We were teammates. He was the essayist and I the editor from his first Runner's World appearance in 1970 until he finished his last book 23 years later. I had the honor of seeing his columns before any reader of the magazine did, and to hear the private stories behind these public gems.

The most dramatic of those stories began in 1986, when George stood at the top of his many games. His books had made best-seller lists, and his columns were the best-read feature of the magazine.

He also was one of the best-known speakers on the running, fitness and sports-medicine circuits. He was one of the country's best runners for his age, 67 at the time.

Then came the type of medical exam that he'd ordered for his own patients hundreds of times. Back came the chilling report on himself that he'd delivered to others: "We have found a growth..."

He had cancer of the prostate, and the disease already had spread into his bones – beyond the reach of surgery. His first reaction to this diagnosis was to surrender. "I planned my will and turned down speaking engagements," he wrote. "I wasn't sure I'd be around in three months to fulfill them."

He also stopped writing and dropped out of racing. But he soon realized that waiting to die was no way to live his remaining time.

"There is nothing more certain than the defeat of a man who gives up – and, I might add, the victory of one who will not," he wrote at the time. I know that Robert Frost was right. I have promises to keep, and miles to go before I sleep."

George resumed his full menu of activities. While fighting the disease to a standstill for the next six years, he delivered hundreds more speeches, ran scores more races, wrote dozens more columns and published two more books.

More importantly he patched up his personal life. He ended a long separation from his wife, Mary Jane, and eased the resulting strains with their 12 children.

By his own admission he became less self-absorbed. He was quicker to say his thank-yous and I-love-yous.

"I am still under sentence," he said, "but I have been given a stay of execution. Time to set things right and achieve what I was sent here to do."

That time stretched many more years than his doctors expected. They were good, happy, productive years before his disease finally took its inevitable course.

Even after the cancer went (in his words) "into fast forward" in 1992, forcing him to quit running and then speaking, he kept writing. His journal-style essays became a frontline report on his final battle.

These writings combined into the most intimate of his eight books, and the most inspirational. He wryly referred to Going the Distance as "my death book." But he was wrong. It's full of life well lived.

"There is a healthy way to be ill," Dr. George Sheehan had long advised his patients, readers and listeners.
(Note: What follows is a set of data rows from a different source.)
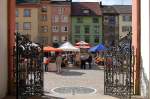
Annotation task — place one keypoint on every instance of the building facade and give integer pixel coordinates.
(110, 25)
(44, 29)
(3, 48)
(86, 22)
(125, 19)
(27, 20)
(60, 22)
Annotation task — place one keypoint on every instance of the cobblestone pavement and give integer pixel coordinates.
(75, 77)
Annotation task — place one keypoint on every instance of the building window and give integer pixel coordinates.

His final book, completed in his final week of life, tells how well he took his own advice.

Its publication now commemorates the 10th anniversary of his death, on November 1st, 1993. I choose instead to celebrate the 85th anniversary of his birth, four days later. As long as his writing is read, a part of George Sheehan lives on.

2018 Update. This column is posted on the 100th anniversary of George’s birth, November 5th. His words still live in me, most visibly in my office in this framed quotation: “Winning is doing the best you can with what you are given.” 
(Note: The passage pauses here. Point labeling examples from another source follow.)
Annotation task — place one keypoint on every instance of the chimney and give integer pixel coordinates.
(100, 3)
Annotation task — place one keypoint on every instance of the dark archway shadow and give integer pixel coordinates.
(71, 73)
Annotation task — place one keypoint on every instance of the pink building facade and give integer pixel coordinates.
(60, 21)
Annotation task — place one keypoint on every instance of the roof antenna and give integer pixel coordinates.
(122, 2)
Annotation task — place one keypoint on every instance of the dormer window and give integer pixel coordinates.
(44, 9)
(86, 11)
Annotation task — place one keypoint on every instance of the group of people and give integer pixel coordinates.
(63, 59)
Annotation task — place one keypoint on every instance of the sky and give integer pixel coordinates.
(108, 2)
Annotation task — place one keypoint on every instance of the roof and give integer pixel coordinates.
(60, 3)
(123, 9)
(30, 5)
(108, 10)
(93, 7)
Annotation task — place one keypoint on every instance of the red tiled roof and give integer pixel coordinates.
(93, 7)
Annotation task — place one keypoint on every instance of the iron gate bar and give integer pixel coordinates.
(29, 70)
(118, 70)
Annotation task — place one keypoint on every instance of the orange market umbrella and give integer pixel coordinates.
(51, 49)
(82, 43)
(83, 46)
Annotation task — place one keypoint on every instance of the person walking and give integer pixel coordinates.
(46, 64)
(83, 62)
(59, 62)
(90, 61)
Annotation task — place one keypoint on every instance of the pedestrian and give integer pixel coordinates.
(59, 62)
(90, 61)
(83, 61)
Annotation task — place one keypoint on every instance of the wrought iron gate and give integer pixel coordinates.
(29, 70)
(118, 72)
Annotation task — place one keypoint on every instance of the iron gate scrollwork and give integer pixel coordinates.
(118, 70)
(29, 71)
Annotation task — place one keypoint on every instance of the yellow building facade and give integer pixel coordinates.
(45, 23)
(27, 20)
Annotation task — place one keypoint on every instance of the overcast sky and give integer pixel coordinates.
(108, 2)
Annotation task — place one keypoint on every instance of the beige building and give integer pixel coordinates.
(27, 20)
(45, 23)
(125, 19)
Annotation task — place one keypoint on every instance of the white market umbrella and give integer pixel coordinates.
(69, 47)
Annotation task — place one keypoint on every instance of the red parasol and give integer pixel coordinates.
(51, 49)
I was also given prostate cancer at about the same age as George’s diagnosis. Thanks to detection and treatments unavailable to him, I do my best with it at the age didn’t quite reach, 75.

[Many books of mine, old and recent, are now available in two different formats: in print and as ebooks from The titles: Going Far, Home Runs, Joe’s Team, Learning to Walk, Long Run Solution, Long Slow Distance, Next Steps, Pacesetters, Running with Class, Run Right Now, Run Right Now Training Log, See How We Run, Starting Lines, and This Runner’s World, plus Rich Englehart’s book about me, Slow Joe.]


  1. I loved his book running and being and could relate to much of it

    1. That was his best seller, by far -- and the only one of his that I didn't edit. What does that tell you about my skills!

  2. I knew George in the early 1960s when races consisted of about 30 guys. I was a teenager right out of high school and George was in his mid 40s, making a running comeback. We had some great battles on the roads near Yankee Stadium. I never suspected that he would become such a prolific writer and speaker. He was quiet and mostly kept to himself. I've read most if not all of his books. We lost contact when I left NYC in 1965. His death was a great loss to all.

  3. You enjoyed his company even earlier than I did. We met at the 1968 Olympics, when he was on tour with the Track & Field News group and I was a minor staffer with the magazine. We sneaked into the Athletes Village together.